I also took our server recommendation of the “Fried chicken sandwich”. She said this was the best and the vegetarian burger her second favourite. Though she was biased having never tried any of the two beef options. Immediately it looked disappointing compared to my guests’ entree. The burger itself was plain and it’s filling was sagging. Though a bite in had me changing my tune. The plain bun was to not overshadow the more flavourful elements that it was sandwiching. Bacon marmalade, jack cheese, and spicy mayo. This was an adult BLT, well balanced with an even filling to bun ratio. The use of a larger chicken fillet, shredded lettuce, and multiple thinly sliced tomato insured each bite until the edge saw meat, veggies, and sauce. I was most happy to get the taste of bacon coming through, it had its usual salty chew, but in addition to a zesty orange sweetness from its marmalade base. Although I did find things too creamy with excessive mayo. It made the lettuce soggy and overpowered the cheese completely.


I chose the soup of the day as my side, “Asparagus”. It was lumpy with actual segments of asparagus stalk and unblended chunks. It was a bite of fresh asparagus layered with butter and cream. A pure, crisp, one note taste that was “absolutely asparagus”, to quote my guest. Simple and clean. If I could make one adjustment it would be to purée the soup smooth and used freshly toasted bread as croutons for a textural component. To me the soup felt grainy and I didn’t like the chew.

Would I come back? – Yes.
Would I line up for it? – Yes.
Would I recommend it? – Yes.
Would I suggest this for someone visiting from out of town? – Yes.
The setting won me over with its causal luxury. Ample screens to watch any play by play from any angle, and cozy seats for extended stays. With free parking in the shared lot out front this is a great place to check out a game in or grab a drink with friends at. The staff were attentive and approachable. They helped one another and us regardless of which section patrons were seated in. Our server checked in often, much more than the one per plate visit that other establishments institute.
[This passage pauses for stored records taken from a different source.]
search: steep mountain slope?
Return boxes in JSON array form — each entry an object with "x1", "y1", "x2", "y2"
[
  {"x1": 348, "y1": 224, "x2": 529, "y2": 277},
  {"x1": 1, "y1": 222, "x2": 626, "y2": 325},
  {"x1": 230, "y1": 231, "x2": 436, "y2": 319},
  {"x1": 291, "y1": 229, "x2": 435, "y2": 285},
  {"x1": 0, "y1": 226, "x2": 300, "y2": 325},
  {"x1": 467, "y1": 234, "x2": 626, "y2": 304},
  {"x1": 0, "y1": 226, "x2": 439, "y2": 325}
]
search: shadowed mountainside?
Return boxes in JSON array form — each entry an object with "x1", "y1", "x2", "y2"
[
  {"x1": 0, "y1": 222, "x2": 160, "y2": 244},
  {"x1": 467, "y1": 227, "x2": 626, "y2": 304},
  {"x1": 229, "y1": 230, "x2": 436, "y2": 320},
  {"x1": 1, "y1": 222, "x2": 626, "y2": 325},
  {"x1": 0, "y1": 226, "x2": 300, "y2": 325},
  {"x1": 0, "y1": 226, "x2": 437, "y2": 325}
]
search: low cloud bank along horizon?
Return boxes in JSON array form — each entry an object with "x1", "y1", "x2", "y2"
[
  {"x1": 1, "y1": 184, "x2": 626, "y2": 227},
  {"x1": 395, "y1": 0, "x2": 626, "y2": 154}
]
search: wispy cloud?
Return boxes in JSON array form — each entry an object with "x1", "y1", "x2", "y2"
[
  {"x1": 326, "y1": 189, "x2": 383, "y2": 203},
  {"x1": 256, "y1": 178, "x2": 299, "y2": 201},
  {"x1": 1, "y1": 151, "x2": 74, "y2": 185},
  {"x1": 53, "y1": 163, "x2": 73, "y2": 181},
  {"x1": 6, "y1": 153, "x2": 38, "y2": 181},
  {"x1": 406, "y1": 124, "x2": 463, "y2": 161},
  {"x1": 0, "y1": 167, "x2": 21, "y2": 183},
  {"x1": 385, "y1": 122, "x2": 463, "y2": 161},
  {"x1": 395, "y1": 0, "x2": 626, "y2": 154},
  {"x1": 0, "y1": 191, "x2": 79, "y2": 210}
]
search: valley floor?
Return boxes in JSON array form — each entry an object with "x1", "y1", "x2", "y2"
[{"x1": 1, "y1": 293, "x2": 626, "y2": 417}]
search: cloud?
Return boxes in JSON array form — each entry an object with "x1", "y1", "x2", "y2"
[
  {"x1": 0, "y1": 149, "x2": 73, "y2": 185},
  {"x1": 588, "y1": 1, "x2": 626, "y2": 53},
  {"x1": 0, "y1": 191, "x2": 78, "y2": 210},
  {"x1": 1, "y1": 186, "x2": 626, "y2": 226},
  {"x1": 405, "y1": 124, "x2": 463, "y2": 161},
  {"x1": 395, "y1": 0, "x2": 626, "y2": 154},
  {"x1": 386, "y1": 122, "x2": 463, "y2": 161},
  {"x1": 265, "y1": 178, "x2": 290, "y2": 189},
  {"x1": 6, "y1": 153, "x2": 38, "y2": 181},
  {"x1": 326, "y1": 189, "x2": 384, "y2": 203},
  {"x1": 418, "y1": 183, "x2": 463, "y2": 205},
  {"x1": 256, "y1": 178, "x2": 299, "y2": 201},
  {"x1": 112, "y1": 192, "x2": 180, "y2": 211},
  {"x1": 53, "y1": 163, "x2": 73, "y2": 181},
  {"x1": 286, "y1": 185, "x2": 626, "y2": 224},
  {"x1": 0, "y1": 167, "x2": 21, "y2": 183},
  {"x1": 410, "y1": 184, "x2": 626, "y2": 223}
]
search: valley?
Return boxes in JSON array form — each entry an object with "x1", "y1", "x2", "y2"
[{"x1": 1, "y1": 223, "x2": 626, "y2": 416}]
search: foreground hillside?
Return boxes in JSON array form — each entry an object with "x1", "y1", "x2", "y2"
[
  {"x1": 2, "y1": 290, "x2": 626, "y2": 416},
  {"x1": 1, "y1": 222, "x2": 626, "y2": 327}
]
We were given the billfold before it was requested, but were never nudged out. We sat in our given space and were allowed to linger, taking our time the whole way through. Even to the point of not being ready to order after three check ins. And yet no complaints from our server and no sneers from other staff. The food satisfied my need for familiarity with my want for different. Bar fare made grown up. Exciting twists and fun names kept me entertained. If it wasn’t for the distance I could see myself frequenting this spot as a solid go to for larger groups and an easy choice for picky eaters. Don’t deny your cravings.